Window Treatments: Strip mall shops invariably have a large expanse of glass facing the store front. In the case of our strip mall, the store fronts' glass faces east. In each of the shops in which temperature and AC use was monitored, we observed the pronounced impact of the windows on early morning comfort and cooling electrical demand (see Figures 27-35). Infrared thermography (Figure B-3) provides a graphic illustration of the influence of the east windows. By continuing to monitor the same facility for another summer we could easily retrofit on better shades/window film and or/sun-screens to examine how such treatments can impact morning AC demand. Further monitoring might want to locate a mall with the store front windows facing west to examine how afternoon peak loads might be effected. Given what was observed in this project, we would expect that a utility program which targeted malls for window treatments with storefronts facing south, southwest, west or northwest would find very beneficial impacts on afternoon utility coincident peak demand.
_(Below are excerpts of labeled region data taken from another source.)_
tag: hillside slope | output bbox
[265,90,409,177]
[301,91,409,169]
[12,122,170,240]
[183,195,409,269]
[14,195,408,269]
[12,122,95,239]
Reflective Wall Surfaces: The brown metal wall surfaces of the project mall were found to get very hot when exposed to the sun. The walls contain R-11 insulation between metal studs. Infrared thermography of the exterior (Figure B-4) showed that similar to the roof the wall temperature were strongly effected by shade from plants and color (see the edge of the white garage access off to the far right). We could also experiment with light colored wall surfaces to examine their impact on cooling energy use.